By Gabrielle Giroday

It's been two weeks since the approximately 450 students at Chemawawin Cree Nation have been inside a classroom.
After school officials' salaries went unpaid by the band for nearly six weeks, they walked off the job last week and left local residents fuming about the closure.

The Manitoba First Nation-run school, which offers classes from nursery to Grade 12, remained closed this week due to poor weather in the community about 400 kilometres north of Winnipeg.

"That's two weeks of school the kids have missed ... it's unfortunate it's the kids that have to suffer," Melissa Mink, a mother of a five-year-old girl who attends the school, said Friday.

Mink said her daughter approached her recently asking when she would be regularly attending school.
Mink had no response at the time.

"People are so upset. There's so many concerned parents," she said. "It's very, very embarrassing."

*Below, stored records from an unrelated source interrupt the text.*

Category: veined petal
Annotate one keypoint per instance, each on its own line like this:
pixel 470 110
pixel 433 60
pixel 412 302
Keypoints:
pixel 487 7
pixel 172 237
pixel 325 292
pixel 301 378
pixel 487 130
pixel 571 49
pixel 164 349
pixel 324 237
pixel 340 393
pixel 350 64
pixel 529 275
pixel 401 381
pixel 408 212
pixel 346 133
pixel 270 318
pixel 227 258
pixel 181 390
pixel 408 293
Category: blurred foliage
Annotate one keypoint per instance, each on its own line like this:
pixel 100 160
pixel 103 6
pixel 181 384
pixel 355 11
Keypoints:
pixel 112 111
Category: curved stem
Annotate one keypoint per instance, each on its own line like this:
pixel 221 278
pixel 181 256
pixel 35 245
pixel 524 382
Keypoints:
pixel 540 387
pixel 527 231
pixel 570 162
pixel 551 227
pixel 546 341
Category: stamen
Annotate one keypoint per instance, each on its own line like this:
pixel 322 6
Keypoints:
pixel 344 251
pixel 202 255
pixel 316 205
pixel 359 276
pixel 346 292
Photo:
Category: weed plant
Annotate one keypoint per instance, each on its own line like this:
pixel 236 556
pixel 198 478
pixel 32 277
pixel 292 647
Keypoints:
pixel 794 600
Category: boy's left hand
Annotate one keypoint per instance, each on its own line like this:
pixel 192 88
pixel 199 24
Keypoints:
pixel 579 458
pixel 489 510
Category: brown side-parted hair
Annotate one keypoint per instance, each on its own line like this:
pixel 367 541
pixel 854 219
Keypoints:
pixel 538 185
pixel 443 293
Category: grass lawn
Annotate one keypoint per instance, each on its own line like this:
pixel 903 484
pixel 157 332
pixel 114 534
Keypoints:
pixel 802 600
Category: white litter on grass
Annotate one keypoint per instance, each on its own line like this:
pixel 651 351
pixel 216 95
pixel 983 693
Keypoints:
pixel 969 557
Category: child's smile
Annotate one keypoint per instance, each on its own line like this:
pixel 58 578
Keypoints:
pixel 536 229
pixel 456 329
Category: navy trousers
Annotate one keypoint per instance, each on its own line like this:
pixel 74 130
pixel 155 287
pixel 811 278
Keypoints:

A Winnipeg-based spokesman for Indian and Northern Affairs Canada (INAC) confirmed Friday teachers at the school had not received paycheques from the band since mid-December, and the school closed for five days last week after fed-up school officials refused to teach due to lagging funds.

However, he said the school was open for students now.

"We've been assured by the chief that all the money owed to teachers is going out (Friday)," he said.

The band's website said Chemawawin has an on-reserve population of about 1,200 people.

A message left at the school Friday to speak to principal Klaus Kelm was not answered, but a school administrator said staff are frustrated with the closure.

"If you talk about stuff up here, you usually end up getting fired," she said.

When asked how to reach the band chief about explaining the closure, she responded: "No one can even reach him from here."
The INAC spokesman said social assistance cheques covering residents' February expenses were to be paid out by the band Friday, as well as paycheques for band employees. He said no formal complaints had been filed with INAC about spending by the chief and band council.

Repeated calls to Chemawawin's band office to reach Chief Clarence Easter were unsuccessful Friday, and the band's administrator said she was unable to answer questions about the school closure.

Calls to Easter's two cellphones were also not answered, and voice mailboxes on the cellphones and at the band's Winnipeg office were full.